Hidden Markov Models¶

A hidden Markov model has a two sequences: state $S_t$ and observation $O_t$. The hidden, unobservable states $S_t$ follow a Markov chain with transition probability $P(S_t \vert S_{t-1})$ and the observation follows a conditional distribution $P(X_t \vert S_t=s_t)$ parameterized by $s_t$.

\[\begin{split}\begin{aligned} & S_1 &&\longrightarrow && S_2 &&\longrightarrow &&\ldots&& \longrightarrow && S_t \\ &\downarrow&& &&\downarrow&& &&&& &&\downarrow \\ & X_1 &&&& X_2&& && \ldots && &&X_t \\ \end{aligned}\end{split}\]

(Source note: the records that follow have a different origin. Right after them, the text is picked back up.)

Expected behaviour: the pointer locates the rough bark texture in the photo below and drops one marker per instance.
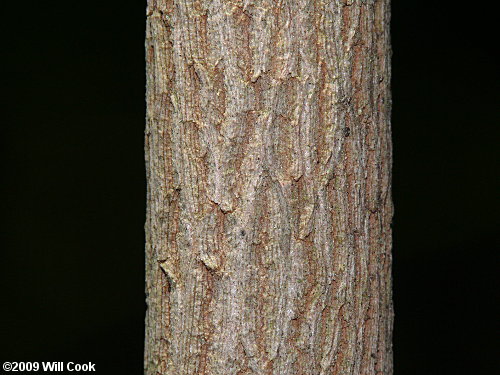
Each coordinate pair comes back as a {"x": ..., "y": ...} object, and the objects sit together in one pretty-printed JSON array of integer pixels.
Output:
[{"x": 269, "y": 207}]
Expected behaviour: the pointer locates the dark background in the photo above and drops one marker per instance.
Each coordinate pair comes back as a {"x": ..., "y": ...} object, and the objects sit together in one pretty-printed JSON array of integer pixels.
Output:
[{"x": 73, "y": 185}]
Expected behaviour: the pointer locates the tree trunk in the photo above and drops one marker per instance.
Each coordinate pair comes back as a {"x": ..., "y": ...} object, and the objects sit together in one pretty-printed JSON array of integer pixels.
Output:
[{"x": 268, "y": 148}]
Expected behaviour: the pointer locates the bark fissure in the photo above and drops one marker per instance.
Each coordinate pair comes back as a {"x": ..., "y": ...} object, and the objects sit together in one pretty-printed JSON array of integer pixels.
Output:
[{"x": 268, "y": 158}]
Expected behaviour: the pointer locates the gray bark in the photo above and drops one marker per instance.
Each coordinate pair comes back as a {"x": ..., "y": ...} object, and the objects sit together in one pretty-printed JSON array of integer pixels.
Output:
[{"x": 268, "y": 150}]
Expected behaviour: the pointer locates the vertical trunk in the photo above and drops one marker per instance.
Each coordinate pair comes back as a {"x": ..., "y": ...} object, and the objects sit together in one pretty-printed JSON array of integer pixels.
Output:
[{"x": 268, "y": 240}]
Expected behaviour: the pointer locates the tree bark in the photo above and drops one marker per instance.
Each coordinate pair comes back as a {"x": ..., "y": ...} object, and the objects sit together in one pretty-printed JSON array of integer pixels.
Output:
[{"x": 268, "y": 152}]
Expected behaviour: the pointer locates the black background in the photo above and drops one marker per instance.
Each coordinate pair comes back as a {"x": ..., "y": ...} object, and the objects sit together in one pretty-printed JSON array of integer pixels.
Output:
[{"x": 73, "y": 185}]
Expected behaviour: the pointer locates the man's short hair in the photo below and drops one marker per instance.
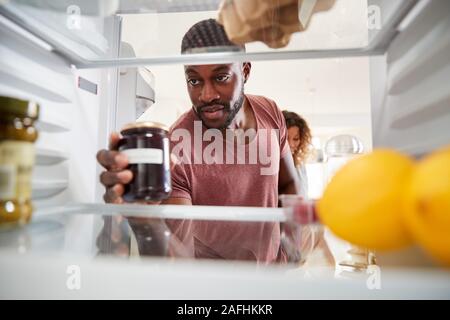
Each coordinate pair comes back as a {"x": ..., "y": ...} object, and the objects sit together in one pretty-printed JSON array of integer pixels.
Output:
[{"x": 207, "y": 34}]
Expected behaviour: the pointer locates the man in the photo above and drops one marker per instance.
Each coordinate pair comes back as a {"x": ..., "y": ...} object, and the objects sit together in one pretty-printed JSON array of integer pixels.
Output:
[{"x": 243, "y": 128}]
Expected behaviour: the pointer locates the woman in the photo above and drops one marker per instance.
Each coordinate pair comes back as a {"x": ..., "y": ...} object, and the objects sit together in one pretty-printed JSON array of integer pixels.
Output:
[{"x": 299, "y": 137}]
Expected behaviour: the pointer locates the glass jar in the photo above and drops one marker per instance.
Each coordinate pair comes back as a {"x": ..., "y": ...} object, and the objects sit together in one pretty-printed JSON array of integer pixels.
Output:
[
  {"x": 17, "y": 156},
  {"x": 146, "y": 145}
]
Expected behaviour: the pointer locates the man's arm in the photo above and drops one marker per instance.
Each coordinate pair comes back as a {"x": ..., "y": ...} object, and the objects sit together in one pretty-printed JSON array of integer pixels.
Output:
[{"x": 288, "y": 181}]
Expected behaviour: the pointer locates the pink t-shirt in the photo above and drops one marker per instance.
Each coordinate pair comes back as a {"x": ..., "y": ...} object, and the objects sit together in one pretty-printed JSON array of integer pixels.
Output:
[{"x": 215, "y": 170}]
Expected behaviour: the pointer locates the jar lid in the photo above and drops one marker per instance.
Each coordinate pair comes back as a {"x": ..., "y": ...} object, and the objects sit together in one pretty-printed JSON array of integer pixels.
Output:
[
  {"x": 20, "y": 108},
  {"x": 145, "y": 125}
]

Given a sequence of observations $x_1, \ldots, x_t$, we want to solve

What is the probability of this sequence $x_1, \ldots, x_t$? (the scoring problem)
What is your best guess of the sequence of hidden states $s_1, \ldots, s_t$? (the decoding problem)
Given a large number of observations, how could you learn a model of the conditional distribution $P(X_t\vert S_t)$? (the training problem)

Problems¶

Notations:

$\boldsymbol{P}$: $n\times n$ state transition probability matrix, where $p_{ij} = P(S_{t+1} = j\vert S_t = i)$
$\boldsymbol{\pi} = (\pi_1, \ldots, \pi_n)$: initial state distribution, where $\pi_s = P(S_1 = s)$

$e _s(x)$: emission distribution in state $i$. $e_{i}(x) = P(X_{t} = x\vert S_t = s)$, where $x$ is discrete, e.g. Poisson. If we want to model continuous observation, we can use continuous-density HMM, where $e_s(x)$ can be a Gaussian or mixture of Gaussian (or neural networks), whose parameters depend on state $s$.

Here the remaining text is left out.